A recent case shows how wrong you would be.
In G Music And Sons Ltd v Revenue and Customs Commissioners ( UKFTT 0430 (TC), published on 3 September 2015) the issue was whether the goods were antiques, qualifying for reduced Import VAT and relief from Import Duty. For both VAT and Import Duty, antiques are defined as goods over 100 years old.
In an extraordinary decision, the First-Tier Tribunal found that the goods did qualify for a reduction in Import VAT, but not for relief from Import Duty.
To justify this difference, HMRC contended that “the evidence of age provided by the importer ‘these items are over 100 years old’ is not of the same quality as ‘I declare that, to the best of my knowledge and belief the articles in the form as imported were wholly manufactured or produced more than 100 years before the date of importation’.”
Not only is it questionable whether the omitted words “I declare … to the best of my knowledge and belief” are implicit in any statement in the indicative mood such as “these items are over 100 years old”, but on a wider view we are left with the result that the same test (for determining antique status) is applied differently in different taxes.

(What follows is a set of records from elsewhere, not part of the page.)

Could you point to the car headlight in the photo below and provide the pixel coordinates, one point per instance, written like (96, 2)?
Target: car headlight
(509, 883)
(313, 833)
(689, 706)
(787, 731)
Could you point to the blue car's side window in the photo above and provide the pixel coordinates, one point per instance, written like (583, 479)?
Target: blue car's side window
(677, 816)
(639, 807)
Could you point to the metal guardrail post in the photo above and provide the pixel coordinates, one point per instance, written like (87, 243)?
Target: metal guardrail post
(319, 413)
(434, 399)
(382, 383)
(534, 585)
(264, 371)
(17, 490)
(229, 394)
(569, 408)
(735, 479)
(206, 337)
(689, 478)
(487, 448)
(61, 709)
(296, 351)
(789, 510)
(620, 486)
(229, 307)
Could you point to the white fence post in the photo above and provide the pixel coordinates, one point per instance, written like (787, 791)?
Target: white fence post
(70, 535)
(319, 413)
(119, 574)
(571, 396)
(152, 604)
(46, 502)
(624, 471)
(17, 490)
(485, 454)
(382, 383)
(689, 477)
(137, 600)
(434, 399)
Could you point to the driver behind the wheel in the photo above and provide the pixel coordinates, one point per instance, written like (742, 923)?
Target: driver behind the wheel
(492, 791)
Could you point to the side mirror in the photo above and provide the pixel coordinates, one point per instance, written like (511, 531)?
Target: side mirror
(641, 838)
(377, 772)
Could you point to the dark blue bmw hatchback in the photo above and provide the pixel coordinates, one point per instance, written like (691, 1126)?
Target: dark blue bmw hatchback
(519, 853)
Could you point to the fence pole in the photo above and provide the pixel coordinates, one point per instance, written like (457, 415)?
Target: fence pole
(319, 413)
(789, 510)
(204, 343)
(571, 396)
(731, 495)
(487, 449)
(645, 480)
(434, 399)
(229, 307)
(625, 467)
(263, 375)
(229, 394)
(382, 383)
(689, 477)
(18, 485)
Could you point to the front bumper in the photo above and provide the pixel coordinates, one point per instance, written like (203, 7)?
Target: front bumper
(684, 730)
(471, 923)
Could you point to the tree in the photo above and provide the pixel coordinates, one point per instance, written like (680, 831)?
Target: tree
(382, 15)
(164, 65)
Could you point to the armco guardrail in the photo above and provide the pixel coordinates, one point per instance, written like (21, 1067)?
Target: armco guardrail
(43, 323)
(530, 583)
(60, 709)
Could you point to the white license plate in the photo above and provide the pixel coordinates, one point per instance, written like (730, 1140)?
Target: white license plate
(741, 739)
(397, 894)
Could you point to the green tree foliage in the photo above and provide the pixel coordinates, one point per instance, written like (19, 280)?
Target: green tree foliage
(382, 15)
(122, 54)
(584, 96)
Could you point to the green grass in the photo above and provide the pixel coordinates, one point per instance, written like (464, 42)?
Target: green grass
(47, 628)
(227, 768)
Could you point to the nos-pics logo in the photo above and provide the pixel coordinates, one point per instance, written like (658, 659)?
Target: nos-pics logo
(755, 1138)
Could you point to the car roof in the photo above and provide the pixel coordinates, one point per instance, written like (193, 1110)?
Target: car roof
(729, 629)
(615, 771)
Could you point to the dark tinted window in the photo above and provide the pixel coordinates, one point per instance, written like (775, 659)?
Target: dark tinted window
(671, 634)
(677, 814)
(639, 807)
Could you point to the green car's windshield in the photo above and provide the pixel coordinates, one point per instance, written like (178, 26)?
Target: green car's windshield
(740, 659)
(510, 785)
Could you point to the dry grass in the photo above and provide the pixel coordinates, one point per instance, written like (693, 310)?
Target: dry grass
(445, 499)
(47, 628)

It is difficult to understand how either HMRC or the Tribunal can consider this decision a reasonable outcome.
The taxpayer was not a tax specialist, but an experienced jeweller. His approach was that of a jeweller, amassing a significant weight of evidence that the items were over 100 years old, including written confirmation by the vendors. The Tribunal accepted the evidence, saying, “We are satisfied that the items in question were over 100 years old at the time of importation.”
If VAT is to be the simple tax it was predicted to be at the outset, a reasonable taxpayer, having determined that the goods were over 100 years old, should expect to apply both the Import VAT and the Import Duty concessions for antiques. How can it be reasonable to require a taxpayer to conclude that the antiques should qualify for Import VAT at the antiques rate, but should still be subject to Import Duty at the non-antiques rate?
Not the only example
This case is not the only instance of confusion in terms between taxes. As a VAT specialist, I often find terms being used differently in my field from the direct tax approach of my colleagues.
To take one example: the term “business”. Consider the proposal to transfer to a new company an office building which is rented out. For VAT, I might propose opting to tax the property and registering for VAT as a taxable business. For direct tax, Incorporation Relief applies when a person transfers a business as a going concern to a company ; but it would be very difficult to convince HMRC that the ownership of one building with one tenant constituted a business for these purposes, despite it being a business for VAT purposes. In short, if you have determined that an activity is a business for one tax and think you can treat it as a business for another tax, confusion will arise and errors will result.
The list of examples goes on. A business might qualify as an agent for direct tax purposes (ignoring the sales or purchases made for its principal), but not for VAT purposes (ignoring the commission earned from its principal). An invoice evidencing transactions for direct tax purposes might not be an invoice for VAT purposes even if it shows the VAT charged. Common sense cannot be applied, despite the Tribunal’s attempt to do so earlier this year (reported here) and there are a variety of pitfalls.
There are many obstacles to understanding tax, without inconsistency in the use of terms. It is difficult for practitioners to identify these inconsistencies and avoid the resulting pitfalls, and it is unreasonable to expect the average businessman to appreciate such fine distinctions when they simply want to run their business (which is not tax).